Uma queda de braço sobre o que é essencial

No fundo, essa disputa é menos sobre rádio e mais sobre uma pergunta filosófica embutida em toda transição tecnológica: quem decide quando algo vira passado? A audiência do AM está em queda desde 1978 — quase meio século de declínio constante. Pela lógica fria do mercado, a faixa deveria seguir o caminho do toca-fitas e do CD, saindo de cena sem alarde. Mas o rádio AM carrega uma função social que o mercado não precifica: ele é o último recurso de comunicação de massa que funciona quando tudo o mais falha. E é aí que o Estado entra dizendo à indústria que nem tudo que dá prejuízo deve morrer.

Há também um subtexto que ninguém verbaliza em voz alta, mas todos entendem. Os radiodifusores de AM — donos de milhares de estações espalhadas pelo país — têm um interesse óbvio em preservar o alcance de sua plataforma dentro dos carros, onde boa parte da audiência acontece. De outro lado, as montadoras querem liberdade para desenhar o painel do futuro sem carregar o peso morto de uma tecnologia de 1920. A briga tem cara de segurança pública, mas por baixo pulsa uma disputa muito antiga por influência e por audiência.

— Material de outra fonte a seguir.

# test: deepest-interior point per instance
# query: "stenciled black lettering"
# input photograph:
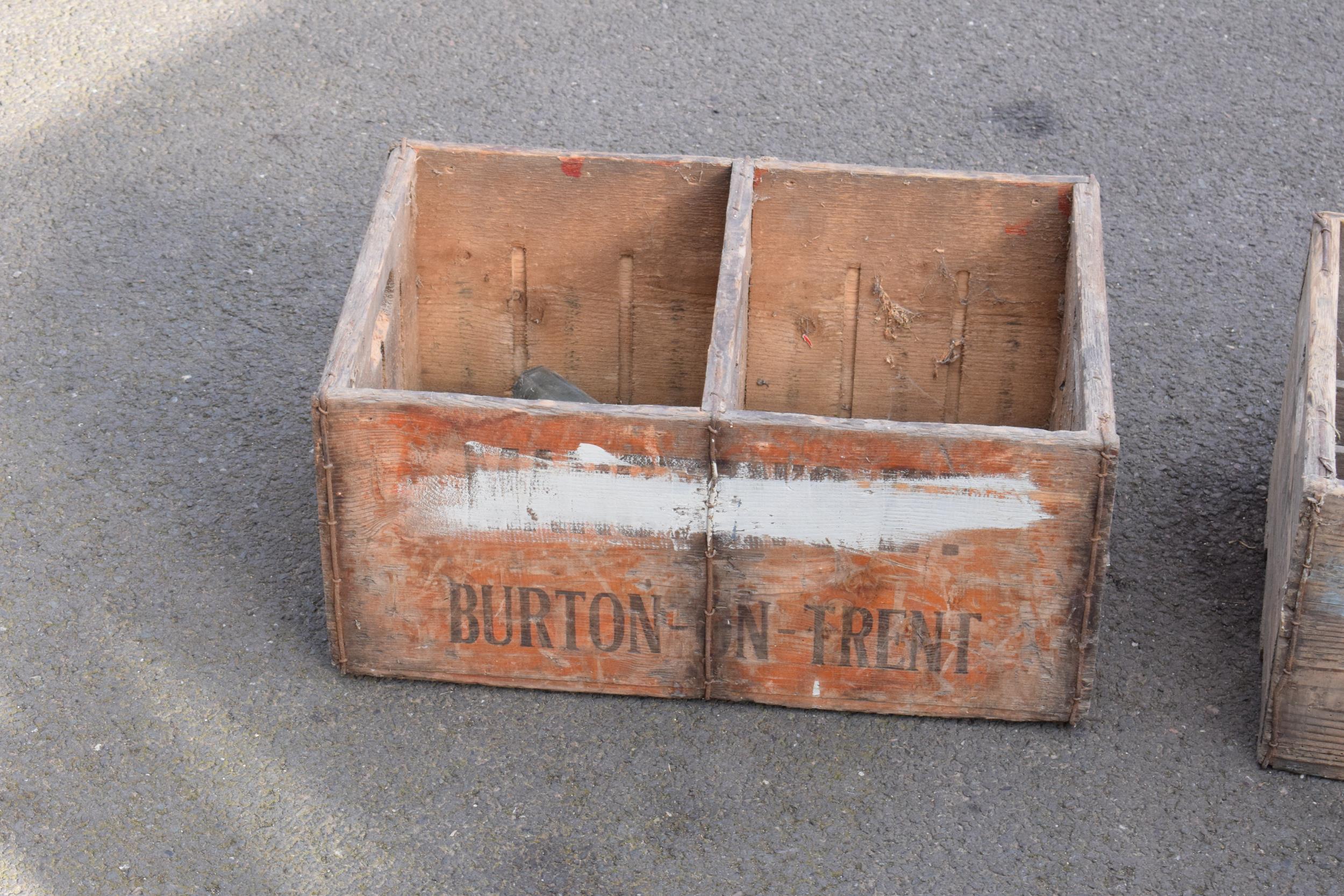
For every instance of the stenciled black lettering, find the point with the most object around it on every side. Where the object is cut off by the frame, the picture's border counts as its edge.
(850, 637)
(963, 640)
(819, 630)
(527, 618)
(885, 637)
(460, 613)
(488, 615)
(596, 622)
(569, 597)
(920, 639)
(647, 623)
(754, 626)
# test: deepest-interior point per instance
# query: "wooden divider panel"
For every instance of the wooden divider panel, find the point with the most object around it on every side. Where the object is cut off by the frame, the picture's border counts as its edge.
(519, 543)
(902, 569)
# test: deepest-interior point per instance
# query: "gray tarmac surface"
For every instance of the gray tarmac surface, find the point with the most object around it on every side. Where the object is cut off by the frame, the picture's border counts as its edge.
(183, 189)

E o Brasil, nisso tudo? Por aqui, a faixa AM segue viva, embora em processo de migração para o FM há anos, e os elétricos que desembarcam no país — sobretudo os chineses — chegam com o pacote de multimídia que a matriz definiu lá fora. Se a lei americana passar, é possível que a solução de blindagem eletromagnética vire padrão global de fábrica, respingando também nos carros que rodam aqui. Seria um final irônico: o rádio mais antigo do automóvel sobrevivendo à era elétrica não por mérito de mercado, mas por força de lei. Às vezes, a tecnologia do futuro é obrigada, no grito, a carregar o passado no porta-luvas.